Diana Wynne Jones: The Pinhoe Egg

I take back what I said after Conrad’s Fate – I didn’t have Chrestomanci fatigue. At least, not that would get in the way of me thoroughly enjoying the final book in the series.

There are two viewpoint characters in The Pinhoe Egg – Cat Chant from Charmed Life, and new protagonist Marianne Pinhoe, who comes from a large family of witches who try to keep their craft secret  and hidden from the prying eyes and interfering noses of Government as represented by Chrestomanci. Wynne Jones constructs a really interesting story about rural witchcraft and being at one with nature, and it reminded me very much of Pratchett’s witches. Marianne is one of my favorite protagonists so far, because she’s bright and talented and is frustrated by the adults who don’t listen to her. Are we surprised this spoke to me?

The problem with this book, I feel, is that it is a Chrestomanci book, and therefore two things have to happen to fit it into the continuity: one, the big formal Government the witches are so scared of, turns out to Know What’s Best for everyone and is shown to be in the right when lecturing folks on how their folk ways are bad and wrong. Because Chrestomanci the hero is a government agent, the books as a whole follow the theme of Authority Figures do everything For the Greater Good, and I’m not sure how I feel about it.

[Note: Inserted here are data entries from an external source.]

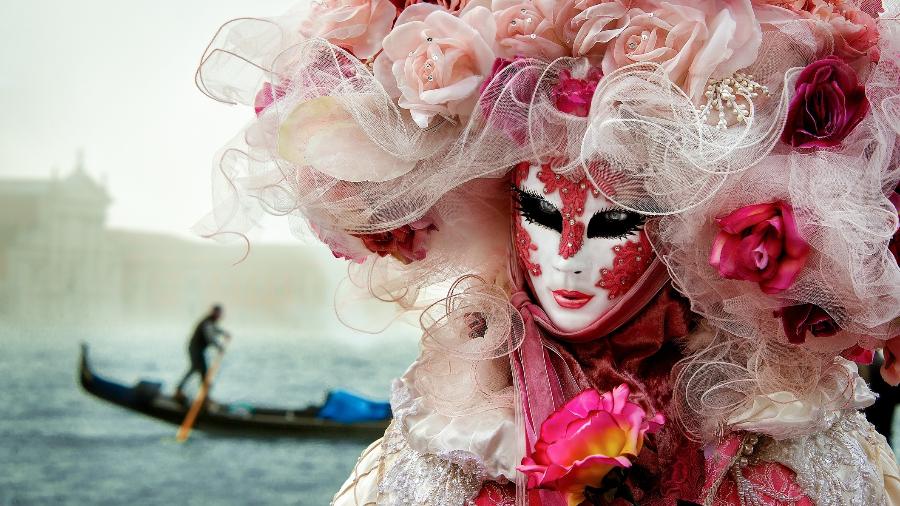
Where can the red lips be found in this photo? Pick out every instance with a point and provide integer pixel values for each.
(571, 299)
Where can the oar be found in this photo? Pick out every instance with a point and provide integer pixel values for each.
(185, 430)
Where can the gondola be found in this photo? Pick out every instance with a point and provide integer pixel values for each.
(146, 397)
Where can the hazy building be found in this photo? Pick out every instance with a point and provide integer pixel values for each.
(59, 263)
(54, 254)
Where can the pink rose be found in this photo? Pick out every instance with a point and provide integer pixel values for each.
(800, 319)
(572, 95)
(357, 26)
(434, 62)
(524, 29)
(760, 243)
(585, 439)
(692, 41)
(828, 104)
(448, 5)
(890, 369)
(854, 30)
(407, 243)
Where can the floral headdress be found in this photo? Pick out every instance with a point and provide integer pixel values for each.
(763, 134)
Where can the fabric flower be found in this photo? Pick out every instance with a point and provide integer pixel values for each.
(800, 319)
(572, 95)
(358, 26)
(760, 243)
(828, 104)
(693, 40)
(890, 369)
(407, 243)
(859, 355)
(854, 30)
(448, 5)
(525, 29)
(585, 439)
(434, 62)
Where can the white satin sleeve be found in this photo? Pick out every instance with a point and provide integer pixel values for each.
(390, 473)
(479, 433)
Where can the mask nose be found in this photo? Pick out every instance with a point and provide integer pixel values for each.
(575, 264)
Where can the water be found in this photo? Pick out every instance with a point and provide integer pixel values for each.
(60, 446)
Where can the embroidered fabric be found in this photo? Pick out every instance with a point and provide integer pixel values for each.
(486, 443)
(785, 414)
(837, 467)
(420, 479)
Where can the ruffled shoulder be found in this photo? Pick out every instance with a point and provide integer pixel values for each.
(480, 433)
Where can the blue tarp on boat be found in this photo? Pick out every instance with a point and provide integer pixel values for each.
(346, 407)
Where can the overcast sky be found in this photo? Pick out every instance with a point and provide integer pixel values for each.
(116, 78)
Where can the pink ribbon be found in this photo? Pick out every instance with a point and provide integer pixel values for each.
(543, 385)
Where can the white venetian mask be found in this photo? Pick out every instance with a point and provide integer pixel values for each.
(580, 250)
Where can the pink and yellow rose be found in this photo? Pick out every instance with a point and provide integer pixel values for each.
(585, 439)
(760, 243)
(434, 62)
(357, 26)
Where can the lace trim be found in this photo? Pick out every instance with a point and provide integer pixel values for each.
(835, 467)
(413, 478)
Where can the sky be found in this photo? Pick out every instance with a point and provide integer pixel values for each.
(116, 79)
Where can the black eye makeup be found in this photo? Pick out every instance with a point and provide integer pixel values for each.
(614, 223)
(536, 209)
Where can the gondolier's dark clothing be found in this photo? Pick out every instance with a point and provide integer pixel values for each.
(205, 335)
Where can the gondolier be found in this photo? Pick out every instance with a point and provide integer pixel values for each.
(205, 334)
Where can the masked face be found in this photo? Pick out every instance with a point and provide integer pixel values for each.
(580, 250)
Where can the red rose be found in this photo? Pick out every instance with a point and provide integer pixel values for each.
(407, 243)
(572, 95)
(803, 318)
(760, 243)
(828, 104)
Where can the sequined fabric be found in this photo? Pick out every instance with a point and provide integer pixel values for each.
(836, 467)
(426, 480)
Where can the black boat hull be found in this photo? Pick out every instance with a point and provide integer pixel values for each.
(147, 398)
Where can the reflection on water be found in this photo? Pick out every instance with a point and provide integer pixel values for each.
(60, 446)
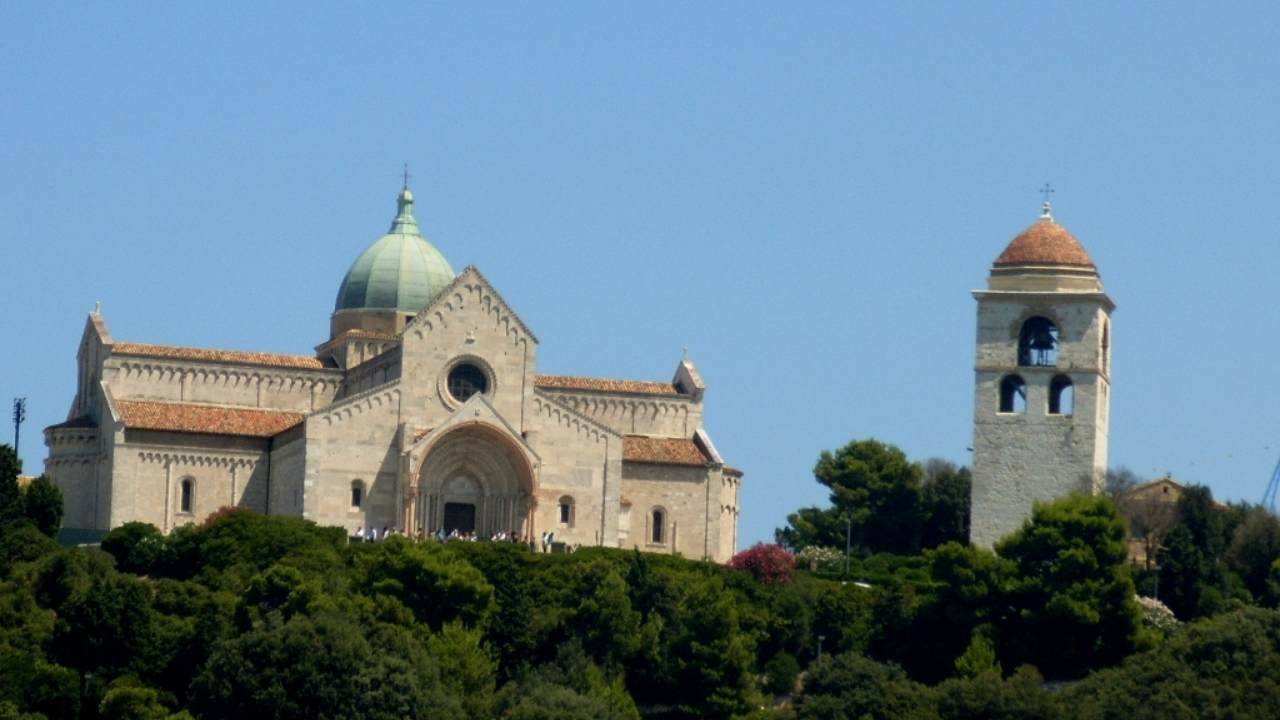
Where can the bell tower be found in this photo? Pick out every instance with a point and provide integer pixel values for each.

The other problem with putting the Pinhoes into Chrestomanci ‘verse is that they have this special, interesting, folkish nature-based magic, which is interesting in a book but in the wider context of the series becomes just another type of magic she can stick in a book for the protagonist to be excitingly good at. Like when Conrad turned out at the end of Conrad’s Fate to have this convenient magic power that justified his Happy Ending, so The Pinhoe Egg introduces “Dwimmer” not just as something that the Pinhoes do, but that Cat has for no reason, a plot-convenient out of nowhere aptitude for.

I enjoyed the book very very much. I just think I’d probably enjoy it better without the Chants.